If hubby won’t give up porn for his marriage... the marriage doesn’t really exist anyway. I’d think it would be beneficial for a wife to try and help hubby overcome it, and even document when/what is done... so that if hubby fails and won’t give up porn this can be presented in court as part of divorce proceedings. My opinion... I mean who ever agreed to sharing their spouse with porn!


----------



## Bulfrog1987 (Oct 8, 2021)

During transition from one state to another my husband and I lived separately while we figured out what state we would be in. I noticed our data soaring on our phone bill one month and discovered he was watching copious amounts of porn. Now, we were separated for almost 8 months only seeing each other 1 or 2 times a month. I get how men are weak in this area, but for years he's swore he doesn't masterbate, (naïve of me to believe him, I know) but having sex almost nightly for years, never catching him in the act, he never had the opportunity to in the house or needed to for that matter because I was always available. Plus I always encouraged him to try to do it when we were together, the thought of sharing in that with him always struck my fancy but he never would even try, said he didn't like to. 

Yeah well, obviously that wasn't true and he did finally admit to it after total denial for about a week. It hurt me, the porn was one thing, but the act and the fact he didn't want to open up to me in that way. It just really changed me and then it just continued on. And now, it's like he sees me as playing a role in one of the videos he's watched. I'm used and there is zero intimacy. And I know we cannot recover from it, but he's fine as long as he can have sex with me. I could just lay there and he's fine with it. It's effing sad. I just don't care anymore, so yes. I get what you are saying and if you have the means leave. I don't, not yet anyway but I'm working on it.


----------



## DLC (Sep 19, 2021)

The only thing about “don’t care” is “are you ready for it”.

If you don’t care and he doesn’t care and show no interest to care. That basically ends the marriage right there. Are you ready for that? If not, then work to fix it.
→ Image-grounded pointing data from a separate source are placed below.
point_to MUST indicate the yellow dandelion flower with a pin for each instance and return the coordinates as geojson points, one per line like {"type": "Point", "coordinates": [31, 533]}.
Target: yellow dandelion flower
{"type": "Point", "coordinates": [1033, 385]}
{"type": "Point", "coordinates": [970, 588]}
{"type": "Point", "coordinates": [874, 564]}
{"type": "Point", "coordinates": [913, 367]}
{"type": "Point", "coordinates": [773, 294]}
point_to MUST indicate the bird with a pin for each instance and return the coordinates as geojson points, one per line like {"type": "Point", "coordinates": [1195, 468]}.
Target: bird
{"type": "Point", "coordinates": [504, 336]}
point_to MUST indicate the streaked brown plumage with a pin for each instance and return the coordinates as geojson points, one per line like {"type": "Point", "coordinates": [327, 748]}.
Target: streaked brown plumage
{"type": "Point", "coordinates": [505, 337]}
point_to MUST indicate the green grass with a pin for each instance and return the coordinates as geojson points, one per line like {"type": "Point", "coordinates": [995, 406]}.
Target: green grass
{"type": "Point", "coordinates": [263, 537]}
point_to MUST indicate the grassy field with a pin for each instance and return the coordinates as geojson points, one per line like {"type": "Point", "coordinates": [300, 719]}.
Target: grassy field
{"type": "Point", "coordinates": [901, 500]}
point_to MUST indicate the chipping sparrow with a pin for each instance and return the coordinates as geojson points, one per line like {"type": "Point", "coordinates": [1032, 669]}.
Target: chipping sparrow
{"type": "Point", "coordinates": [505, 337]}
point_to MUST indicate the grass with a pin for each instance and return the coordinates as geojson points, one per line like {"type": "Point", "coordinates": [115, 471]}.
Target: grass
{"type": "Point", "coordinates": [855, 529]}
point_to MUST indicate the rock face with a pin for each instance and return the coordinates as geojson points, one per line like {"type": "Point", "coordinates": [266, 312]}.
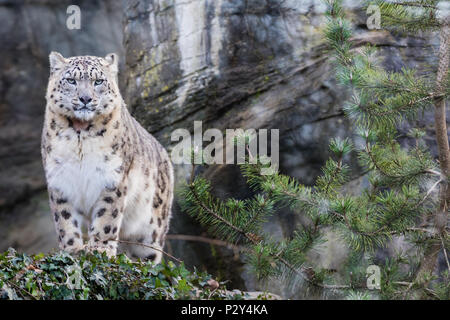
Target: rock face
{"type": "Point", "coordinates": [248, 64]}
{"type": "Point", "coordinates": [229, 63]}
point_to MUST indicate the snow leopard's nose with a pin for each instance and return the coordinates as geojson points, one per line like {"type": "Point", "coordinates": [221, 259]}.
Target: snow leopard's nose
{"type": "Point", "coordinates": [85, 99]}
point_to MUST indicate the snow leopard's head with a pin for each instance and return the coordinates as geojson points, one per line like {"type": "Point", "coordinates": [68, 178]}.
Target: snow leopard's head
{"type": "Point", "coordinates": [83, 87]}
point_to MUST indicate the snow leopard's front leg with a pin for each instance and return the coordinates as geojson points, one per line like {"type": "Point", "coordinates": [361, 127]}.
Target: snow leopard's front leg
{"type": "Point", "coordinates": [107, 218]}
{"type": "Point", "coordinates": [67, 222]}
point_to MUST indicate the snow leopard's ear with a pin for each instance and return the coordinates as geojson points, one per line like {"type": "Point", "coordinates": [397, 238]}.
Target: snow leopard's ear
{"type": "Point", "coordinates": [57, 61]}
{"type": "Point", "coordinates": [113, 62]}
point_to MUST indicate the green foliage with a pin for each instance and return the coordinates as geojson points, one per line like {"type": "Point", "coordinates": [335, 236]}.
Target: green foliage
{"type": "Point", "coordinates": [61, 276]}
{"type": "Point", "coordinates": [402, 179]}
{"type": "Point", "coordinates": [409, 16]}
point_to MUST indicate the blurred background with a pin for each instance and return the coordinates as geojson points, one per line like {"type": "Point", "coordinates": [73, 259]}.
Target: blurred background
{"type": "Point", "coordinates": [230, 63]}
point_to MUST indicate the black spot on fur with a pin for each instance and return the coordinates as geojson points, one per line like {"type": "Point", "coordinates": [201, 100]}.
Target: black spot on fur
{"type": "Point", "coordinates": [108, 199]}
{"type": "Point", "coordinates": [157, 201]}
{"type": "Point", "coordinates": [66, 214]}
{"type": "Point", "coordinates": [61, 201]}
{"type": "Point", "coordinates": [101, 212]}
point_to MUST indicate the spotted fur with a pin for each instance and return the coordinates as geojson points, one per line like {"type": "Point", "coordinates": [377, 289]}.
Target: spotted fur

If you are, then congrats, you are ready to move on.

the lesson learnt for me is that I am ready and prepared myself for the don’t care. Neither of us care. I learn to accept it and actually now have made pace with her “don’t care”. I just have zero expectations, that means zero disappointment.

it’s not easy. And it’s not like now everything is nice and easy now. But I learn to work with what I have, and I no longer have to stuck with “how can she doesn’t care when I do”. Because now I don’t care and I expect her not to care.


----------